All citrus fruits contain naturally occurring levels of Vitamin C, which serves as a powerful antioxidant with boundless benefits for every skin type

“All citrus fruits contain naturally occurring levels of Vitamin C, which serves as a powerful antioxidant with boundless benefits for every skin type,” affirms Brian Goodwin, Eminence Organics International Trainer.

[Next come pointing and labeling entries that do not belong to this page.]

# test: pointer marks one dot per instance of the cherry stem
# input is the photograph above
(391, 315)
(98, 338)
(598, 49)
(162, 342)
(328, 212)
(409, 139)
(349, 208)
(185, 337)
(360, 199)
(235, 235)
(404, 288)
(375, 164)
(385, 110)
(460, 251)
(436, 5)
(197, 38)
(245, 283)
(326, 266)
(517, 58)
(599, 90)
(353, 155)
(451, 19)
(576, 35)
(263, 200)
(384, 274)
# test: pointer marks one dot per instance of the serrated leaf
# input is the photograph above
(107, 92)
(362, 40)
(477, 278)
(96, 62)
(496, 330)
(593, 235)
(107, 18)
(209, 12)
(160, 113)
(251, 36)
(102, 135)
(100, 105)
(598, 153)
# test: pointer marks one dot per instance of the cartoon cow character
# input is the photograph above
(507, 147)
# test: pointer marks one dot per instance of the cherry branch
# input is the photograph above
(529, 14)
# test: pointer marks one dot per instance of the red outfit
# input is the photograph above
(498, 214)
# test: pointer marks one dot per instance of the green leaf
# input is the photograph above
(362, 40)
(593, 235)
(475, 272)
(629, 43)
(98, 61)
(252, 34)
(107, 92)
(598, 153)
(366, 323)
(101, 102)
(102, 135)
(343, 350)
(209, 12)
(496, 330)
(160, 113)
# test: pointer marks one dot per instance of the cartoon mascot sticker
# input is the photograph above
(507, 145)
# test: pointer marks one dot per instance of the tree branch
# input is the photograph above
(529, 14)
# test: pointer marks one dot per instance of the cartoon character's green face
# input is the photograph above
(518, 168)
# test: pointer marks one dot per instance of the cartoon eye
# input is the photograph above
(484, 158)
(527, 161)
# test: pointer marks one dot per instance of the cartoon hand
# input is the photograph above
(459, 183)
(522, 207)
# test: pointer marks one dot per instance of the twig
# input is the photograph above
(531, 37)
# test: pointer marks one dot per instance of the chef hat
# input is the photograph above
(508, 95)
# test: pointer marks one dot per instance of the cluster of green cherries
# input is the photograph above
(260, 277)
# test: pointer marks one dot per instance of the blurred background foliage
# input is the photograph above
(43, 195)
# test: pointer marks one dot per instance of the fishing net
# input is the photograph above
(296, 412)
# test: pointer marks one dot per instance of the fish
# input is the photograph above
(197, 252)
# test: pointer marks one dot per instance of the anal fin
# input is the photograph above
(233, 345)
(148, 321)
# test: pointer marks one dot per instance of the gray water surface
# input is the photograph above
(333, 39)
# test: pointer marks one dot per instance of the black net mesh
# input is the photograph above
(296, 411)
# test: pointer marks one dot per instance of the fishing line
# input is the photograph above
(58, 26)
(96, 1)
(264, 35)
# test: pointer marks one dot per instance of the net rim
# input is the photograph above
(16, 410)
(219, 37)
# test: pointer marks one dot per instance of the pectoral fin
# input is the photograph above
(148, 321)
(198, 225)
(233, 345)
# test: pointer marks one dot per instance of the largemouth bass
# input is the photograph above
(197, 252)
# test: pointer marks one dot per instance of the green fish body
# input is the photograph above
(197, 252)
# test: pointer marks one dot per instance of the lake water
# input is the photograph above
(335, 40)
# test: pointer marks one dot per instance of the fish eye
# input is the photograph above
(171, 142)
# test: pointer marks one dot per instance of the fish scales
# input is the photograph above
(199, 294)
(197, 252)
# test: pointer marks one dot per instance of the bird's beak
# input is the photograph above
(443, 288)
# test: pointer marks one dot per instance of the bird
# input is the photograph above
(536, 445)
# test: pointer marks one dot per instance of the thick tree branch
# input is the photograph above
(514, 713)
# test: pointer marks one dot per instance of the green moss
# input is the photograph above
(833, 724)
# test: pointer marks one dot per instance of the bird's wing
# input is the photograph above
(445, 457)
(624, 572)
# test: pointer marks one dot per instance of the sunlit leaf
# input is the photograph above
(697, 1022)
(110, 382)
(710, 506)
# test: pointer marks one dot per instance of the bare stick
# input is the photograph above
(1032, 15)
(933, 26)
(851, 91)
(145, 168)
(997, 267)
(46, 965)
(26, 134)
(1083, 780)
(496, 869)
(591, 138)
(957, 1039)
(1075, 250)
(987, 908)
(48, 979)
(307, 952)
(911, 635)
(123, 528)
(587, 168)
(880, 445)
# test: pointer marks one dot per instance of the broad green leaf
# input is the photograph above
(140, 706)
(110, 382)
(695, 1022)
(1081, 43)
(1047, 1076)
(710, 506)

By boosting collagen production and cell regeneration — the frequent targets of free radicals — not only does Vitamin C reduce the appearance of uneven skin tone but smooths skin texture, improving the skin’s overall appearance to keep you looking younger, longer. In short: Vitamin C is one of skin care’s most valuable players, or in the words of Natalie, “an all-around [skin] savior.”

Polyphenols

Like mangosteen, cocoa is also considered an “antioxidant powerhouse,” containing antioxidants called polyphenols. “Not only does cocoa smell delicious, it’s rich in antioxidants which work wonders for smoothing your skin,” says Natalie. Polyphenols defend plants against radiation (which translates for us as UV damage). For your complexion, this protection helps reduce fine lines and wrinkles, making your skin look more plump, hydrated and rejuvenated.

Flavonoids

These natural pigments that protect plants at a cellular level are also responsible for vivid colored-plants like strawberries. They’re one of the reasons that fruits and vegetables are nutritious, they manage inflammation and help us avoid UV damage and photoaging.

 

 

Anthocyanins

This type of flavonoid is found in foods that appear purple, blue or black, like berries and acai, and is associated with treating a range of illnesses such as high blood pressure and colds. It also slows down photoaging, defends against damage due to sun, stress and pollution, and helps prevent collagen loss.

Lycopene

Another pigment present in red fruits and vegetables (like tomatoes and red currants), lycopene protects plants from light damage and helps manage the environmental impact on our own bodies. Ironically, lycopene actually reduces the redness in our skin caused by UV damage and also fends off photoaging.

As we age, incorporating multiple antioxidant-rich products into your everyday life (as well as a generally more comprehensive daily routine) is vital to ensuring your skin’s longevity. Whether you reach for a Vitamin C serum, slather on an at-home cocoa mask or update your daily smoothie to an avocado-almond milk-mangosteen acai bowl, there are plenty of ways to filter enough antioxidants into your system to stop free radicals in their tracks, and you’ll soon reap the benefits inside and out.